Gene expression reversal toward pre-adult levels in the aging human brain and age-related loss of cellular identity

Abstract

It was previously reported that mRNA expression levels in the prefrontal cortex at old age start to resemble pre-adult levels. Such expression reversals could imply loss of cellular identity in the aging brain, and provide a link between aging-related molecular changes and functional decline. Here we analyzed 19 brain transcriptome age-series datasets, comprising 17 diverse brain regions, to investigate the ubiquity and functional properties of expression reversal in the human brain. Across all 19 datasets, 25 genes were consistently up-regulated during postnatal development and down-regulated in aging, displaying an "up-down" pattern that was significant as determined by random permutations. In addition, 113 biological processes, including neuronal and synaptic functions, were consistently associated with genes showing an up-down tendency among all datasets. Genes up-regulated during in vitro neuronal differentiation also displayed a tendency for up-down reversal, although at levels comparable to other genes. We argue that reversals may not represent aging-related neuronal loss. Instead, expression reversals may be associated with aging-related accumulation of stochastic effects that lead to loss of functional and structural identity in neurons.

Figure 1

Expression changes during brain postnatal development and aging. (a) Correlations among expression-age correlation coefficients (in development or in aging) across subdatasets. The color of the squares changes with the magnitude of the Spearman correlation coefficient between pairs of subdatasets (across 11,563–22,713 common genes in each pairwise comparison); darker colors show stronger negative (red) or positive (blue) correlation. Row and column labels indicate the brain region and the edge color of the dendrogram shows the time period of datasets. The order of brain regions is determined by agglomerative hierarchical clustering using the Spearman correlation coefficients between datasets based on the age-related expression changes. (b) Principle components analysis of age-related expression change in brain regions. The analysis was conducted on an age-expression Spearman correlation coefficient matrix of 11,258 genes and 38 subdatasets. The x- and y-axes show the first and second principle components. The values in the parentheses show the variation explained by each component.

Figure 2

Shared expression changes with age and shared reversals. (a) The number of consistent expression changes in development and aging. Interestingly, there is a trend toward 1.7% more consistently up-regulated genes during development, and 12.3% more consistently down-regulated genes during aging. This was also in line with 16/19 datasets harboring more up-regulated significant genes during development, and 10/12 datasets harboring more down-regulated significant genes during aging (Figure S2). (b) The proportion of different trends in age-related expression change in each dataset and among the genes showing consistent change across datasets.

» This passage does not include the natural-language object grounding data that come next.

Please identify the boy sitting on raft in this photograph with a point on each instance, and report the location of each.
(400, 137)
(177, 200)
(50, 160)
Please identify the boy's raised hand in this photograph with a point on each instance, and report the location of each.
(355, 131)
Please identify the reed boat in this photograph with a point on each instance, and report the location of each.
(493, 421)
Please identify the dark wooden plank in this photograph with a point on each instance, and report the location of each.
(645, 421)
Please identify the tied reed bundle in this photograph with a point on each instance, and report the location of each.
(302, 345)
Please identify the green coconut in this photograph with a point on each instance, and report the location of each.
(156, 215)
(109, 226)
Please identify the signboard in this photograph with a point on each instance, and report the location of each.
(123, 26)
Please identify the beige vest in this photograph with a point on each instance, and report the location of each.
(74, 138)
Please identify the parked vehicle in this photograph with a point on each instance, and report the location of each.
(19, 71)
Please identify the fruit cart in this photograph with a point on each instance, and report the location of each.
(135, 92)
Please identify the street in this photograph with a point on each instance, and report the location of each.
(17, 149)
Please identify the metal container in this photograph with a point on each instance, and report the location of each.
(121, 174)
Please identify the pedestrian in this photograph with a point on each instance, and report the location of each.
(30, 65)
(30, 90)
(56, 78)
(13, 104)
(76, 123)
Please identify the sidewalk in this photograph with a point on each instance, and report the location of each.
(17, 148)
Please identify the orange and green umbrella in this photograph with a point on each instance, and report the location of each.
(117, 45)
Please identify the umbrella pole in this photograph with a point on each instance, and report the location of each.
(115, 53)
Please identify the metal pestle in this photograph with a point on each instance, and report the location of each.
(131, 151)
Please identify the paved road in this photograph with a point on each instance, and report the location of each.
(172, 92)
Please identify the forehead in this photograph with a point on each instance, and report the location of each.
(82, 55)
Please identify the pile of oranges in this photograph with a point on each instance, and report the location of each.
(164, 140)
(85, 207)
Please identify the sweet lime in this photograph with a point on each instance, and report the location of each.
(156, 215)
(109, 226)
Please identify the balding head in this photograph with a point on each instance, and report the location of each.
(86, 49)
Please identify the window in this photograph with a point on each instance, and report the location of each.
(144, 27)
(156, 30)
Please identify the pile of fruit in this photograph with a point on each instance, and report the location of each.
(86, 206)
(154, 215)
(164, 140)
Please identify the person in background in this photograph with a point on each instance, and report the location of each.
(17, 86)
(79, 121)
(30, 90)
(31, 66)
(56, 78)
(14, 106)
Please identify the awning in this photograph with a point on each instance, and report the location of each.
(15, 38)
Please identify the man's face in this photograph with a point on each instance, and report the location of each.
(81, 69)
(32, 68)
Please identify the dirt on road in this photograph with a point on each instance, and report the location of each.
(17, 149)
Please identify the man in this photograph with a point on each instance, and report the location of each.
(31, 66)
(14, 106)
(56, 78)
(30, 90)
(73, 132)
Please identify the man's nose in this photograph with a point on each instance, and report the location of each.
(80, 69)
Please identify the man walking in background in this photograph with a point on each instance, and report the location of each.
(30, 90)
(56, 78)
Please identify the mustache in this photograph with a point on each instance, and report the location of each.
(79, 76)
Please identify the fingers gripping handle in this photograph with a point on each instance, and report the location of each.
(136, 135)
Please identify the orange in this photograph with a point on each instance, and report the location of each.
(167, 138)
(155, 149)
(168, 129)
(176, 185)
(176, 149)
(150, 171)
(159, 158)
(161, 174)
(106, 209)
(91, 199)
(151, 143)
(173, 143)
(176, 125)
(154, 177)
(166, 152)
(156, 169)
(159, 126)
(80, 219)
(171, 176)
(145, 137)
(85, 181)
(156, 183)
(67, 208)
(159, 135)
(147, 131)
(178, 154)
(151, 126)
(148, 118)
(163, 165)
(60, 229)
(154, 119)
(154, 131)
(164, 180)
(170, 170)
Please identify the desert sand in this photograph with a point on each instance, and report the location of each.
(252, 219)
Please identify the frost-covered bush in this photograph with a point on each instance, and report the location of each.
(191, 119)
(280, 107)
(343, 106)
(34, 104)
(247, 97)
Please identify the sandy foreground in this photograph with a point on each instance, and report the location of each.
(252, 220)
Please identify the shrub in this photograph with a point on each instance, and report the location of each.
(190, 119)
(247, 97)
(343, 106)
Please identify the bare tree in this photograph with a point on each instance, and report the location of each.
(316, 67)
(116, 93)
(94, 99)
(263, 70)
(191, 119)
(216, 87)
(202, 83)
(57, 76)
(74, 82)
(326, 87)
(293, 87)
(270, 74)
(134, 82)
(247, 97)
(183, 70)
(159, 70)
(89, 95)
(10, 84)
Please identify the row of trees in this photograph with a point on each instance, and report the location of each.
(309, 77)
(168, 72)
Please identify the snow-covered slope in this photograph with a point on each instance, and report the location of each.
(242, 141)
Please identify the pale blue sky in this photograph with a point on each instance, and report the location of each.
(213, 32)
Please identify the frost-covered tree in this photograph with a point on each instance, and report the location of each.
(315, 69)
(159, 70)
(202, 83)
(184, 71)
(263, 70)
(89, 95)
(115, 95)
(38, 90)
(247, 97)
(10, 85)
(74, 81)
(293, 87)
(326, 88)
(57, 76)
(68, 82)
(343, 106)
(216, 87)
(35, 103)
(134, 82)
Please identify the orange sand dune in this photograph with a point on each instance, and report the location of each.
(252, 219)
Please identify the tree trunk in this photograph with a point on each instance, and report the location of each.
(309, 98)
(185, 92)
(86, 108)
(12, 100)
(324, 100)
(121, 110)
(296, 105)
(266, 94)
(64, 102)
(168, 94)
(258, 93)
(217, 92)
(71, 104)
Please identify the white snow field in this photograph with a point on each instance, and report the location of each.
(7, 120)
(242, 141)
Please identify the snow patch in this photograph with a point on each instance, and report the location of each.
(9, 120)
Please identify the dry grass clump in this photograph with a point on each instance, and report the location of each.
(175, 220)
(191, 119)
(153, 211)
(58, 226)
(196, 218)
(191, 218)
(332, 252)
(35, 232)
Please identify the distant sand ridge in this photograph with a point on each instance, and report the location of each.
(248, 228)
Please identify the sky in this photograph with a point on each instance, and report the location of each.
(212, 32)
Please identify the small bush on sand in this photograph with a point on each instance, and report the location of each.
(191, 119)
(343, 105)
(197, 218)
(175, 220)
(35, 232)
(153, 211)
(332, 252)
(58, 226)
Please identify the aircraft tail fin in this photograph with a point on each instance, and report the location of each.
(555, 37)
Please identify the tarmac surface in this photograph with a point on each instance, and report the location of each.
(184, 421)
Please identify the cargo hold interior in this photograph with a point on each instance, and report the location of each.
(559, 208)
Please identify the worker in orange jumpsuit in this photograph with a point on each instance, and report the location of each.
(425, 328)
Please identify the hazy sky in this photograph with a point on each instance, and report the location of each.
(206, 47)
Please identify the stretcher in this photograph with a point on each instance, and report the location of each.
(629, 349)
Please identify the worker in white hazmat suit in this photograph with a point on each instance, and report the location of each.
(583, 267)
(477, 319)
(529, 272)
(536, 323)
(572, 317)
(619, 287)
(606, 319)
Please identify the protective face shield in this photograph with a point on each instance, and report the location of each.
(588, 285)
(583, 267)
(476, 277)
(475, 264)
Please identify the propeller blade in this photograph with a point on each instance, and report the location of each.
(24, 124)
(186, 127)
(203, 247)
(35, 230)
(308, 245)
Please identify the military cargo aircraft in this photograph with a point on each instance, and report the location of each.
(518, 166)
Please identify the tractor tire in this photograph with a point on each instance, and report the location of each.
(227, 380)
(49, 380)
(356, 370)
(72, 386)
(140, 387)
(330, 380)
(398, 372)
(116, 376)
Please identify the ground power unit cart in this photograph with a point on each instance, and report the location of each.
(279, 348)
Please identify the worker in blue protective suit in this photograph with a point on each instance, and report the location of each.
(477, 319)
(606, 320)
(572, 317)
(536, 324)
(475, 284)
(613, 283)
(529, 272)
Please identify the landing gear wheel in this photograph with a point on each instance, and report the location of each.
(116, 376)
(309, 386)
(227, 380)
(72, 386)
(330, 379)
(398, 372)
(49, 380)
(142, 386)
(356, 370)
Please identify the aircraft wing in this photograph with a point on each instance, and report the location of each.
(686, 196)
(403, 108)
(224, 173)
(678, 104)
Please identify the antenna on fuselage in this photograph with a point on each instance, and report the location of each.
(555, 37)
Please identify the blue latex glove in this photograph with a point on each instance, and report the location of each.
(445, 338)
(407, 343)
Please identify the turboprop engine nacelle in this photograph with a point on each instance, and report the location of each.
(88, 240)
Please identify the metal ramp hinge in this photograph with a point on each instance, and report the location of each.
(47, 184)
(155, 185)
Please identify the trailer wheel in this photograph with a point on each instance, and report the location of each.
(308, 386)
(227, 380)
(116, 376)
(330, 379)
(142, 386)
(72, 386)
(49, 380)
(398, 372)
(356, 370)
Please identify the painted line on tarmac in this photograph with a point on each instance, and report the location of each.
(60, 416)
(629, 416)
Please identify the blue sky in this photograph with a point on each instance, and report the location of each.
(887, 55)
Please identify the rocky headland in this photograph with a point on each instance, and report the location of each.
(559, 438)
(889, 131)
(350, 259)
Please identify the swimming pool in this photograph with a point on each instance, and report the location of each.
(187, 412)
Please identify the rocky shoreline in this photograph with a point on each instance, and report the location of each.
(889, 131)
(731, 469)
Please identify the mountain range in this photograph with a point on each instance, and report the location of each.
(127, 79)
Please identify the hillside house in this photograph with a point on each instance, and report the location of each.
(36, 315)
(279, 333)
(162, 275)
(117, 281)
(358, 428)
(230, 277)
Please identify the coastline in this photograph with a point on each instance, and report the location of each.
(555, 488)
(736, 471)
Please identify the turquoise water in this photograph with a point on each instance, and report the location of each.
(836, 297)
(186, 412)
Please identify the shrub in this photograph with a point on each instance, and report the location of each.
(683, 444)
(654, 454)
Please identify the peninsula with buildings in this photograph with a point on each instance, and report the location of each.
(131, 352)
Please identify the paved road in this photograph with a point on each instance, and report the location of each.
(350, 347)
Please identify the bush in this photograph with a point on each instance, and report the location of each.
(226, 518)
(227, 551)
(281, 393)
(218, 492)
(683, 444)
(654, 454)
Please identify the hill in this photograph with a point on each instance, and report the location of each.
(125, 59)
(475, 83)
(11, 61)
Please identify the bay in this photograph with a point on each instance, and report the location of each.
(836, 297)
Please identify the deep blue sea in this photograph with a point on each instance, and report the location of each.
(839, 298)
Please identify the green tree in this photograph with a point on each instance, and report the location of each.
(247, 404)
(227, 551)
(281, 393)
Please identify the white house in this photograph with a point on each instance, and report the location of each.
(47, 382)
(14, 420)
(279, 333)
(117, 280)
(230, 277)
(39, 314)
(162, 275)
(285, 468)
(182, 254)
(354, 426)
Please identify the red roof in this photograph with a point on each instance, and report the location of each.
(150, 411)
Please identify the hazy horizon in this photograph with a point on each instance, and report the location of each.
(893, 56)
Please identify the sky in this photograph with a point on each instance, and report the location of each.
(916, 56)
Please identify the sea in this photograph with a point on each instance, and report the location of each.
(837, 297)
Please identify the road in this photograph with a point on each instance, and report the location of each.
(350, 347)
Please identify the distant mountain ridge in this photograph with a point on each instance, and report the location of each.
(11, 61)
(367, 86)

No effect size or significance cutoff was used. Up-down: up-regulation in development and down-regulation in aging; Down-up: down-regulation in development and up-regulation in aging; Monotonic increase: up-regulation in development and up-regulation in aging; Monotonic decrease: down-regulation in development and down-regulation in aging. (c) Average expression trajectories of consistent reversal gene clusters, plotted against individual age. The x-axis shows the age of samples on the fourth root scale and the y-axis shows the scaled mean expression level for each cluster. The spline curves indicate the mean expression change with age for each dataset and brain region.

Figure 3

Shared GO Biological Process (BP) categories enriched for up-down genes. The 113 GO BP categories were chosen for showing a trend for enrichment in up-down genes (odds ratio > 1) in all 19 datasets (p = 0.017). The 113 categories were summarized by REVIGO. Different colors show different superclusters and the size of each box is determined by the uniqueness of the categories.

Figure 4

Reversal proportion of the genes up-regulated during in vitro neuronal differentiation and in postnatal development. The gray points show the reversal proportion in 1000 permutations of individual labels in each dataset, whereas the red points show the observed proportions (i.e. number of up-down genes divided by the number of up-up genes, among genes up-regulated during neuronal differentiation). Statistical significance of each dataset is indicated by asterisks, which represent nominal p-values from permutations of individual ages (without correction for multiple testing).

Figure 5

Three examples of expression-age trajectories among clusters of synapse-related and up-down-enriched GO BP categories (Group 9 in Fig. 3). The y-axis shows the scaled expression level and x-axis shows the age of samples on the fourth root scale. The spline curves indicate the mean expression change with age among cluster member genes for each dataset and brain region (for all of the clusters see Figure S11). The three clusters were chosen for showing peak expression at ages earlier or later than 20 years of age.